In particular, dark chocolate, which contains more cocoa and less sugar and milk than milk chocolate, is typically a healthier choice. Dark chocolate has high percentages of cocoa, flavonoids, and theobromine and low content of sugar, differently from milk chocolate or other types of chocolate, would be associated with health-promoting effects, including the prevention of cardiovascular disease. Similarly, cocoa induces positive effects on blood pressure, insulin resistance, and vascular function. It is richer in magnesium and antioxidants, substances that can help reduce inflammation in the body.

Milk chocolate, on the other hand, often contains higher amounts of sugar and fewer beneficial nutrients. Milk chocolate has been believed to be associated with adverse effects due to its sugar content. Therefore, it's generally less recommended for menstrual health.

Conclusion

So, is chocolate a friend or foe when it comes to menstrual cramps? The answer is: it depends. Dark chocolate, consumed in moderation, can provide valuable nutrients and potential mood-boosting effects. However, the high sugar and caffeine content in many chocolate products could potentially worsen menstrual symptoms.

The key lies in mindful consumption. If you crave chocolate during your menstrual cycle, opt for dark chocolate with a high cocoa content and lower sugar levels. As with any dietary changes, listen to your body's signals, and consider consulting with a healthcare provider or a registered dietitian to make dietary choices that best support your health.

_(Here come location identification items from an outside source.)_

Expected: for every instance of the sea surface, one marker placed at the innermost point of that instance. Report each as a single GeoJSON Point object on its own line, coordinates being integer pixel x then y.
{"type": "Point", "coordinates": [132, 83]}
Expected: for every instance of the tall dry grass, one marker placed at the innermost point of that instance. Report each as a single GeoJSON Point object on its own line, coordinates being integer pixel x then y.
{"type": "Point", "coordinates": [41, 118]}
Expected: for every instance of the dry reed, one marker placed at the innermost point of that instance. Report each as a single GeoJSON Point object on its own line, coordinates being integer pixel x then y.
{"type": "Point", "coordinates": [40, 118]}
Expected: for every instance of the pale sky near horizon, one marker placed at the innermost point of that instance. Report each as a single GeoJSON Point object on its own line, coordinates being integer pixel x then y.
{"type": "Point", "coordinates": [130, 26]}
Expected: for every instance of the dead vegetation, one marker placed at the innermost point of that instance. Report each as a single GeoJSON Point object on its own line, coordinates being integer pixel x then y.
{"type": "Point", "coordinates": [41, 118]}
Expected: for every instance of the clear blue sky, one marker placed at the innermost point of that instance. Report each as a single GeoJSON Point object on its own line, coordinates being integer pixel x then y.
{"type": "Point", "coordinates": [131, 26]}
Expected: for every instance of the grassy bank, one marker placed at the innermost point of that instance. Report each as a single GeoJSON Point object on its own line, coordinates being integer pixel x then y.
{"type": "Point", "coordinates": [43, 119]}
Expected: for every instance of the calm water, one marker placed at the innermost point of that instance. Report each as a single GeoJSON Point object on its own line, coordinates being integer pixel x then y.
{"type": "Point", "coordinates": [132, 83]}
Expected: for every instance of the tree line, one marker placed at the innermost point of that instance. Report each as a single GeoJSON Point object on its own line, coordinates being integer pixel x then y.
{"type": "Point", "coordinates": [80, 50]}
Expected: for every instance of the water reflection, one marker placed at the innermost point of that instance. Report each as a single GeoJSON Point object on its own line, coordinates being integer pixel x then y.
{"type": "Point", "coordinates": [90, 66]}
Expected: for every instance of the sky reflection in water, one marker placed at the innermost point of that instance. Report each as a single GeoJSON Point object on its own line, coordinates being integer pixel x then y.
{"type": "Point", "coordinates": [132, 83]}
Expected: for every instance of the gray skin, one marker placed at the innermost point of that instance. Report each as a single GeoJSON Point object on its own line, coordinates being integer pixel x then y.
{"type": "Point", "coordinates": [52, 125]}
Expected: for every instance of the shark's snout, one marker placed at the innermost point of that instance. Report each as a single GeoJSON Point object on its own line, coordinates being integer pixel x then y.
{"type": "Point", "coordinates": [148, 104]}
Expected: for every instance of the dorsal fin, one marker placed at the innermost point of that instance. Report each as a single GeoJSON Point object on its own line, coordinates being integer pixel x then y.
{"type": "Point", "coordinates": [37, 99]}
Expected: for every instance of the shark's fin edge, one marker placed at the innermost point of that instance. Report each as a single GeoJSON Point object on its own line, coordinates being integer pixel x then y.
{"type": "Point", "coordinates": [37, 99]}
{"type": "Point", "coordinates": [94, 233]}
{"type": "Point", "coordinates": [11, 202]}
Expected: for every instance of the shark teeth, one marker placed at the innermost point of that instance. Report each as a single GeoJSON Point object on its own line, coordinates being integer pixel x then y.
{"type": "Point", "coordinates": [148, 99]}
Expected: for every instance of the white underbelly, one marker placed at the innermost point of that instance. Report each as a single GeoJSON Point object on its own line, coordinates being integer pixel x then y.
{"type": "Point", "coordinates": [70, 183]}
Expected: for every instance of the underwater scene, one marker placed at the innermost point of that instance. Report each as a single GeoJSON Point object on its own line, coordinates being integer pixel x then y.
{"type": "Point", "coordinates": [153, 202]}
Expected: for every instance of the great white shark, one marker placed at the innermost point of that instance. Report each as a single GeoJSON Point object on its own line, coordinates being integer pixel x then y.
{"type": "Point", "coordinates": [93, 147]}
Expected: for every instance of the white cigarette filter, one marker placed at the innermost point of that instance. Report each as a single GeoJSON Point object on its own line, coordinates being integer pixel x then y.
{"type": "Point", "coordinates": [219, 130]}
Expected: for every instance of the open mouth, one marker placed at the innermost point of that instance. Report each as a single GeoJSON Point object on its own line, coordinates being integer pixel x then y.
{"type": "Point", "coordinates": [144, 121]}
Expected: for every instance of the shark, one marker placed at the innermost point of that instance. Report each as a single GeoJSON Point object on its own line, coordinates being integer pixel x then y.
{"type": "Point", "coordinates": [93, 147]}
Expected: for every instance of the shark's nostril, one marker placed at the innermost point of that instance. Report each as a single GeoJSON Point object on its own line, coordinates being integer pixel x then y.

Remember, every individual is unique. What works for one person might not work for another. Understanding your body's responses to different foods can empower you to make informed dietary choices that support your menstrual health and overall well-being.

【Reference】

  1. Montagna MT, Diella G, Triggiano F, Caponio GR, De Giglio O, Caggiano G, Di Ciaula A, Portincasa P. Chocolate, "Food of the Gods": History, Science, and Human Health. Int J Environ Res Public Health. 2019 Dec 6;16(24):4960. 
  2. Nowaczewska M, Wiciński M, Kaźmierczak W, Kaźmierczak H. To Eat or Not to Eat: A Review of the Relationship between Chocolate and Migraines. Nutrients. 2020 Feb 26;12(3):608.
  3. Gök S, Gök B. Investigation of Laboratory and Clinical Features of Primary Dysmenorrhea: Comparison of Magnesium and Oral Contraceptives in Treatment. Cureus. 2022 Nov 29;14(11):e32028.
  4. Drummond, P. D. "Tryptophan depletion increases nausea, headache and photophobia in migraine sufferers." Cephalalgia 26.10 (2006): 1225-1233.
  5. Samanta S, Sarkar T, Chakraborty R, Rebezov M, Shariati MA, Thiruvengadam M, Rengasamy KRR. Dark chocolate: An overview of its biological activity, processing, and fortification approaches. Curr Res Food Sci. 2022 Oct 15;5:1916-1943.